Mi padre abandonó la tierra italiana al ser reclamado por Carlos el Sabio, el rey cristiano de Francia que quiso tenerle a su lado y que vosotros conocéis por Carlos V. Yo tenía cuatro años de edad cuando toda mi familia fue acogida calurosamente en el Louvre. Cuando fuimos presentados en la corte francesa no podía yo sospechar que un día escribiría la vida de aquel rey al que tanto respeté. Fue un príncipe al estilo renacentista que hizo entrar en lo que en vuestro tiempo es la Biblioteca Real de París, unos mil libros, entre ellos, las obras de Aristóteles y algunos tratados de cosmografía.

Siempre otorgó el buen monarca grandes favores a mi padre Tomás, que fue su asesor, su médico, su astrónomo, su leal y fiel consejero. Nunca permitió que faltara nada en la mansión de su amado súbdito. Por esta razón vivíamos muy holgadamente en aquella época. Le obsequió con valiosos manuscritos e, incluso, le regaló la torre Barbeau, que formaba parte de las murallas que rodeaban París y de la que hoy podéis ver algunos vestigios. También adquirió mi progenitor el castillo de Mémorant. Fueron aquellos, tiempos sin reproches ni ofensas, en los que gocé de privilegios que difícilmente hubiera podido tener una muchacha cualquiera de clase media, y que me otorgaron el equilibrio y el coraje necesarios para sobrellevar las duras pruebas que vinieron después.

Fue una infancia la mía del todo feliz, vivida en una atmósfera de curiosidad científica y de esplendidez real en la que llegué a asistir a suntuosas recepciones, y en la que pude acceder al estudio. Mi conocimiento del latín me abrió las puertas del mundo de los clásicos y de las Sagradas Escrituras, y pude acceder al campo privado de los varones ilustres: la teología, la filosofía, las ciencias.

Vivía yo alegre, entregada a las lecturas y admirada cuando, a los quince años, me casé con Etienne Castel, notario y secretario del rey. No penséis que fue un matrimonio como tantos otros, pactado y sin encanto. No. Le amé apasionadamente y con él tuve tres hijos.

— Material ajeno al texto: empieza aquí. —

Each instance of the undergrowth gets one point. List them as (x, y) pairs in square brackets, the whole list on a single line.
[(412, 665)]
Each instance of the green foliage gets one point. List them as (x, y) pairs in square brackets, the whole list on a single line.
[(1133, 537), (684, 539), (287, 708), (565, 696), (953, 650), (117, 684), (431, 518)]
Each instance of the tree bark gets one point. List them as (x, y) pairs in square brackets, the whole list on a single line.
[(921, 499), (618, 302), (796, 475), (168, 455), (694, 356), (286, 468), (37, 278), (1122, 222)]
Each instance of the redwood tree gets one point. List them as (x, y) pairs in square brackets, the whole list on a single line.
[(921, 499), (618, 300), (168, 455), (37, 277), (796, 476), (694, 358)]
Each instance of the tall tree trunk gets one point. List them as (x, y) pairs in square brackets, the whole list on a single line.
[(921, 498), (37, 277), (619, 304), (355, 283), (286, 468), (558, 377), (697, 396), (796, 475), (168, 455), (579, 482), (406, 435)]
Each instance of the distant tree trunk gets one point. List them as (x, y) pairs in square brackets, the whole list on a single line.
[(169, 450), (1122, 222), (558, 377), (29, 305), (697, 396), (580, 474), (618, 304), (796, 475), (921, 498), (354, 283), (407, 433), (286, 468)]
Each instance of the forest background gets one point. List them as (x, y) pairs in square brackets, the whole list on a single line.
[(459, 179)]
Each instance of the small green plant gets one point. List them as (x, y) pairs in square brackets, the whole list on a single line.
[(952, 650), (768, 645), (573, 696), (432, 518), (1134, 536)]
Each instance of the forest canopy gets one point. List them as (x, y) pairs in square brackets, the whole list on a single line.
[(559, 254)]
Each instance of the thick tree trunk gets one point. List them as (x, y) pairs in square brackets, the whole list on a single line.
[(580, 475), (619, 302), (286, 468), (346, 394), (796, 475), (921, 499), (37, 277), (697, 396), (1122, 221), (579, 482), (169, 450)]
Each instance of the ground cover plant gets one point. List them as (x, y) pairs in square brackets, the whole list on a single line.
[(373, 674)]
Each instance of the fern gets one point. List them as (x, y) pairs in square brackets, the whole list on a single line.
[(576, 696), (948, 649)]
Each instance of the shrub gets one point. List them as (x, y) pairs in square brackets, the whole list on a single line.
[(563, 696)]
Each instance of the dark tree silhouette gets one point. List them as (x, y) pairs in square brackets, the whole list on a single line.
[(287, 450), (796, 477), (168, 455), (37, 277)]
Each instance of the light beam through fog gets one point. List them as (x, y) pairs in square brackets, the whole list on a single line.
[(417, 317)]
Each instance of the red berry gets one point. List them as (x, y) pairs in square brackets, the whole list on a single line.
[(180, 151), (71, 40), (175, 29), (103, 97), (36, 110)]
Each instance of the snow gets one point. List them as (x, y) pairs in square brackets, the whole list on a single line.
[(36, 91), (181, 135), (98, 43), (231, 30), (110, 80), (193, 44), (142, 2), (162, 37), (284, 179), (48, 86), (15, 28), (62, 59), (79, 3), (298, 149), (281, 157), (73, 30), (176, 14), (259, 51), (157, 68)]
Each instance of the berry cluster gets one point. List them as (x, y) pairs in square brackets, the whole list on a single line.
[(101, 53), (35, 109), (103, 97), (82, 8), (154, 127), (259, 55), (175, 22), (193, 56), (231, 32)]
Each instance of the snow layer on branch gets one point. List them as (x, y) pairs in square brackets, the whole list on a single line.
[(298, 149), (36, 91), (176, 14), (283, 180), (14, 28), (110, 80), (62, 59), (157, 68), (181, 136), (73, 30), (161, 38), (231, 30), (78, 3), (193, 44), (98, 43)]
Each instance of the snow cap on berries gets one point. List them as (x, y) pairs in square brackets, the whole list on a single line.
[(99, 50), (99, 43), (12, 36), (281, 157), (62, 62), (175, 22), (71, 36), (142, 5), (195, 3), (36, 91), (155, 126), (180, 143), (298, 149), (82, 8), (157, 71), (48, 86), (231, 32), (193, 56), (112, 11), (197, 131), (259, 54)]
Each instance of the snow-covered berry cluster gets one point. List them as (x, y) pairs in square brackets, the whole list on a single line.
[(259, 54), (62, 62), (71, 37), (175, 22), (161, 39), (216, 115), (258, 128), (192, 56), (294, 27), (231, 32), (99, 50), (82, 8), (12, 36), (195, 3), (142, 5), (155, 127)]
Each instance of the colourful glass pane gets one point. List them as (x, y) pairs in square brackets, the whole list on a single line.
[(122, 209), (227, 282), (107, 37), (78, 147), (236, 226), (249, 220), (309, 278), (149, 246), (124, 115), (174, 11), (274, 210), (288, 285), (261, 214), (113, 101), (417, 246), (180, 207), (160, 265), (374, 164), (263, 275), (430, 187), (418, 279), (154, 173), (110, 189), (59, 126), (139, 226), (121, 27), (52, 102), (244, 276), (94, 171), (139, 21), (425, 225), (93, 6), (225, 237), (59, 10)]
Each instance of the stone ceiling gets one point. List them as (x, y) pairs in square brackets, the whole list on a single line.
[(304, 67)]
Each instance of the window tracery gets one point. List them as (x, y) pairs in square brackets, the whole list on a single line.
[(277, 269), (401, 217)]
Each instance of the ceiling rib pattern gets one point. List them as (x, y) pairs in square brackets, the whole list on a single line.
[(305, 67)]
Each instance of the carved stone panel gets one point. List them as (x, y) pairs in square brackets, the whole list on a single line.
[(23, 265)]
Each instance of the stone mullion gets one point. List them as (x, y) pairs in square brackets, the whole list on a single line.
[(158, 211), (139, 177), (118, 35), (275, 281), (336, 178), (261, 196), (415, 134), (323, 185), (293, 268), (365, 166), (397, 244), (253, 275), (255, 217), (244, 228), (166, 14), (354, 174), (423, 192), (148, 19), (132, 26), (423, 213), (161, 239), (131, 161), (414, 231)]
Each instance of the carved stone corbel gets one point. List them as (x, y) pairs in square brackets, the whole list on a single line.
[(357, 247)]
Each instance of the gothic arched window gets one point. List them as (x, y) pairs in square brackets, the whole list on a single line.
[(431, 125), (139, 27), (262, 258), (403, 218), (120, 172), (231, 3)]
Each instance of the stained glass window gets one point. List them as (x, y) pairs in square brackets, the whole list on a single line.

Sin embargo, Fortuna, que tan generosa había sido conmigo hasta entonces, decidió dejar la puerta abierta a mis infortunios en el momento de mayor felicidad conyugal. En diez años cambió mi suerte y también la de Francia.

El buen rey murió en 1380. El reino quedó huérfano de guía valiente y sabio. Dardos y jabalinas sustituyeron a libros y astrolabios. Mi amado padre moriría pocos años más tarde cubierto de deudas. Nadie en el entorno del nuevo rey se preocupó de prolongar el favor de que había gozado. Su asignación quedó suspendida. Insistieron en reclamarle alquileres por sus propiedades, y algunos se enfrentaron a él y le difamaron. Mi adorado esposo pudo conservar su cargo, pero los sueldos de los oficiales reales se pagaban de forma muy irregular, sobre todo, en un periodo de escasez fiscal como aquél. Aunque el nuevo rey, Carlos VI, se acordó más tarde de «su amado cirujano, el maestro Tomás de Bolonia» y le asignó 200 francos de oro por consideración a los servicios prestados, no pudimos con aquello más que cancelar las deudas más urgentes.

Poco antes de la muerte de mi padre, Etienne, mi marido, tuvo que acompañar al rey en un viaje. Nos despedimos el 29 de octubre. ¡Fortuna caprichosa! Nunca más le volví a ver. Diez días más tarde la peste me lo arrebató para siempre.

Sin rey, sin padre, sin esposo, me quedé sola, me vestí de negro, deseé morirme de la pena. Duelo sobre duelo, negro sobre negro, yo, viuda a los 25 años, me encontré con tres hijos que alimentar, la mayor de 9 años, el dolor de perder a un hijo recién nacido, el deber de mantener a mi madre, la tarea de sacar adelante a una sobrina pobre a la que había acogido en mi hogar y la responsabilidad que suponían mis dos hermanos menores. Cabeza de familia siendo mujer. Mucha carga para tan frágiles hombros… ¿O quizá no?

Tomé una resolución. Alguien tenía que tomar las riendas de la situación y, si no había otro alguien, lo haría yo.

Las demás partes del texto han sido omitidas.